Simpson said he will meet with the B.C. Community Forest Association and then with staff from FLNRORD. In a phone call, Simpson said his meetings on Tuesday and Wednesday will be to discuss forest sector initiatives coming out of the Think Tank that have to do with land base management. As well, Simpson will be spending the day touring a modular home manufacturing facility, and a number of modular home building sites which are for both market housing and BC Housing sponsored facilities.

Back to the BC wildfire situation, it seems that for the past two years, the hot and dry weather that has allowed so many large fires to develop in BC has been driven by a blocking ridge of high pressure that’s been stuck over the province for much of the summer.
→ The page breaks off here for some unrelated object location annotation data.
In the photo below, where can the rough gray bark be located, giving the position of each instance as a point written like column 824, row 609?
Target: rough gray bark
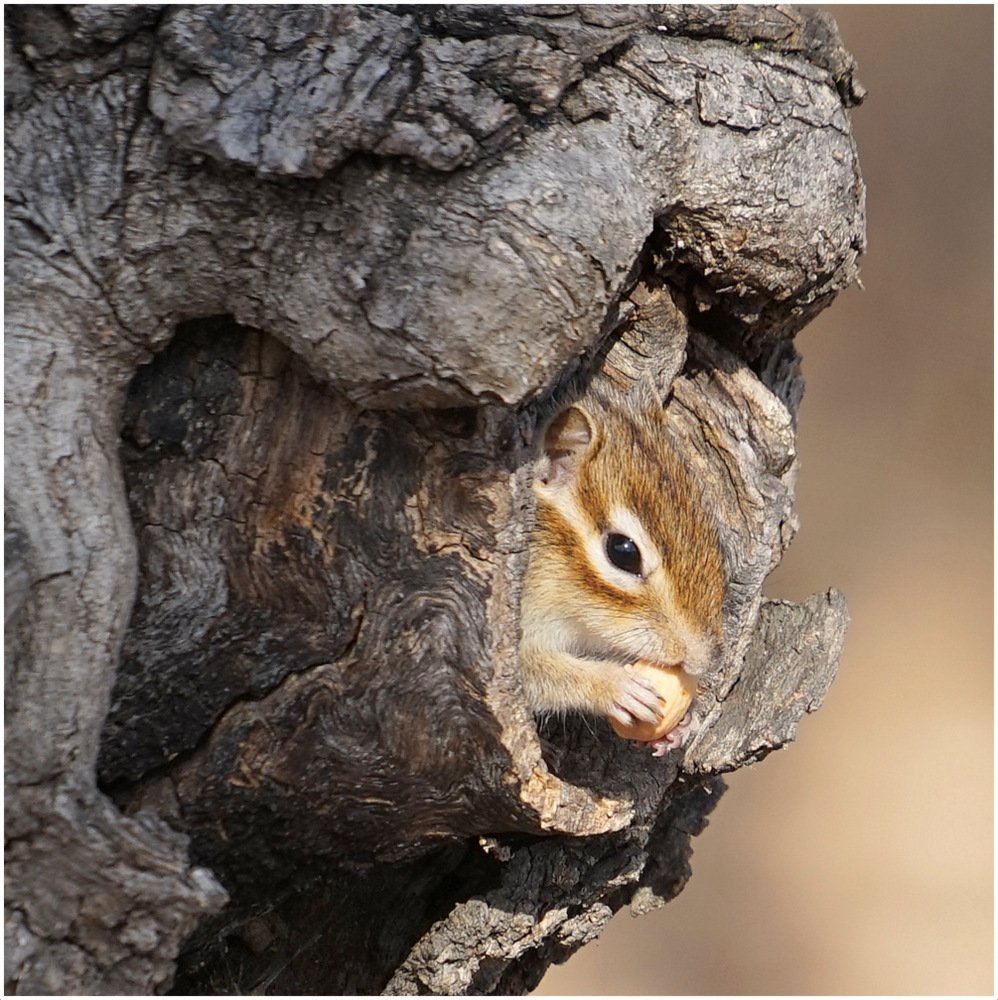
column 288, row 291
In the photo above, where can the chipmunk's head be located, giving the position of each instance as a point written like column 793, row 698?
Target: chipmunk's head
column 626, row 563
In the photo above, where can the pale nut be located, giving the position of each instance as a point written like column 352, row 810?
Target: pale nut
column 676, row 689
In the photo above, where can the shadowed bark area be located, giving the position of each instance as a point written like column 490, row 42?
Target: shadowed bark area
column 290, row 290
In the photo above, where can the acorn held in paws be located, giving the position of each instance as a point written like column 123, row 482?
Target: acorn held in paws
column 675, row 687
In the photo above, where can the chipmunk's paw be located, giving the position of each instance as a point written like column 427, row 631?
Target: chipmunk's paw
column 635, row 699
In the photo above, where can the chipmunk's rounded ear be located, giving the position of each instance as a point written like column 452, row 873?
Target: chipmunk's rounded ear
column 566, row 440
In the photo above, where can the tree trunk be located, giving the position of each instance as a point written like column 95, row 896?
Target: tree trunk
column 289, row 291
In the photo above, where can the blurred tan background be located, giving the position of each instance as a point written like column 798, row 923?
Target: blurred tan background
column 859, row 860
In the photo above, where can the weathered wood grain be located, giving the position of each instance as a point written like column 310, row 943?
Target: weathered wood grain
column 288, row 291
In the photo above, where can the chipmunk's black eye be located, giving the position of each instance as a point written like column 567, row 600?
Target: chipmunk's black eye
column 623, row 553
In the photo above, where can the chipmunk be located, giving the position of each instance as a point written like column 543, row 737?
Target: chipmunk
column 621, row 605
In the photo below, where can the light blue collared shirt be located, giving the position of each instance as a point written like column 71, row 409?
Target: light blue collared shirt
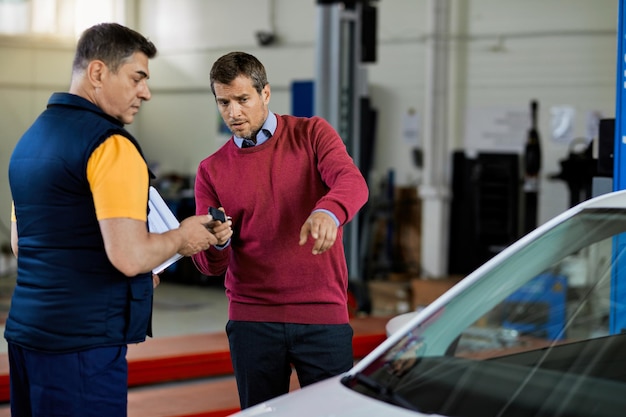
column 266, row 132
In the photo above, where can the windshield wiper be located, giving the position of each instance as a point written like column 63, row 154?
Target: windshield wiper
column 384, row 392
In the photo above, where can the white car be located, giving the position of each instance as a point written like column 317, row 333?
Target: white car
column 538, row 330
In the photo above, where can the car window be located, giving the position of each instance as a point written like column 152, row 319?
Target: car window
column 540, row 333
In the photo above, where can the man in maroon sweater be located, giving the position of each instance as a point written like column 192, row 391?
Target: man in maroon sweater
column 289, row 186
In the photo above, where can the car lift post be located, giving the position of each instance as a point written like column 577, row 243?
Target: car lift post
column 617, row 319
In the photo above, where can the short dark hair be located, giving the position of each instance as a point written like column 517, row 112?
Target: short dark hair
column 230, row 66
column 111, row 43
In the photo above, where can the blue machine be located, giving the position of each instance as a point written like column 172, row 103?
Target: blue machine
column 546, row 296
column 617, row 321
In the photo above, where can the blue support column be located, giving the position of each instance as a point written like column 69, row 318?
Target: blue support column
column 618, row 283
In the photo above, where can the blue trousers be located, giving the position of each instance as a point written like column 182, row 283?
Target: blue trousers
column 263, row 355
column 90, row 383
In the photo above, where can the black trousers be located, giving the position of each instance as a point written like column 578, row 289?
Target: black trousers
column 263, row 355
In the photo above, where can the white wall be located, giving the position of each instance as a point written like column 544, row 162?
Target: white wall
column 560, row 52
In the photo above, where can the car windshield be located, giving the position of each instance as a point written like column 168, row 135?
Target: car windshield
column 541, row 333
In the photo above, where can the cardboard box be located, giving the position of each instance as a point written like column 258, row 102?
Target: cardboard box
column 390, row 298
column 426, row 290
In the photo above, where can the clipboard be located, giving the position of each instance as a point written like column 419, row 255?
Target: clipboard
column 160, row 220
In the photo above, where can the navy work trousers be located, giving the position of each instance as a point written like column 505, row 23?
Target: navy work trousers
column 89, row 383
column 263, row 355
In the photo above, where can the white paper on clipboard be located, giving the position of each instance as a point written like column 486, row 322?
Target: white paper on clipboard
column 160, row 220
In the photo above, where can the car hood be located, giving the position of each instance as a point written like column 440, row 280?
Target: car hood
column 329, row 398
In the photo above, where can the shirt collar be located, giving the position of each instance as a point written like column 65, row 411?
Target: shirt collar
column 266, row 132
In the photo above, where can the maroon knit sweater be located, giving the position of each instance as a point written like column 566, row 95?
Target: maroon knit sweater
column 269, row 191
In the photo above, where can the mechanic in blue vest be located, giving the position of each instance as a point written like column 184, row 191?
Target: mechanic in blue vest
column 79, row 184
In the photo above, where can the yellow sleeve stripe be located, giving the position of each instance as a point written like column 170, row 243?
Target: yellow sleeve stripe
column 118, row 177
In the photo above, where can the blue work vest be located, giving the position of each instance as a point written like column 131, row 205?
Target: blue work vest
column 68, row 296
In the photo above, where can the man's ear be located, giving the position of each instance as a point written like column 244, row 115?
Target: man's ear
column 96, row 70
column 266, row 93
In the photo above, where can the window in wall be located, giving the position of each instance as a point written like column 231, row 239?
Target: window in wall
column 58, row 18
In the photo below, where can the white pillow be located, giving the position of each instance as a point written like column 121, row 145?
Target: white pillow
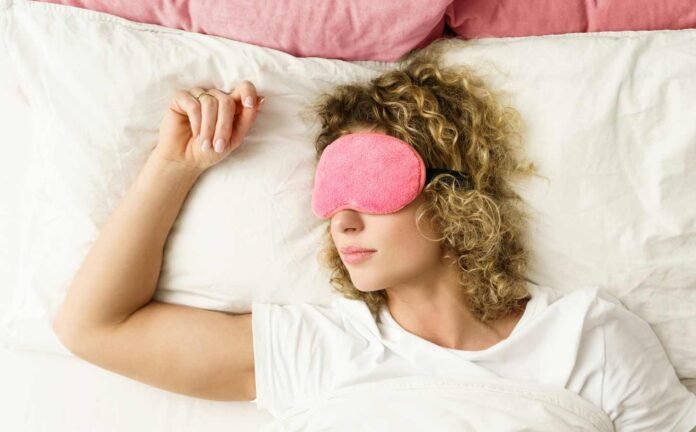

The air beneath that ridge sinks, warms and dries, creating perfect conditions for a “raging inferno” if it sticks around for a week or more, according to Mike Flannigan, a professor of wildland fire at the University of Alberta, that stagnant pattern has developed because the jet stream is weakening as the Arctic warms, a phenomenon that could spell more bad news for BC.

In the meantime, aside from the more technical efforts of Bob Simpson and the Think Tank, wildfire experts would like to see more proactive measures being employed across BC, like controlled burning, thinning out forests around communities, preparing homes and businesses through the Fire Smart program, developing early warning systems for wildfires and allowing more fires to burn if they aren’t threatening human homes, lives or infrastructure.

This is the same advice being given by wildfire ecologists in the US, particularly on US Forest Service lands, which have been woefully underutilized and not actively managed for the past 30 years.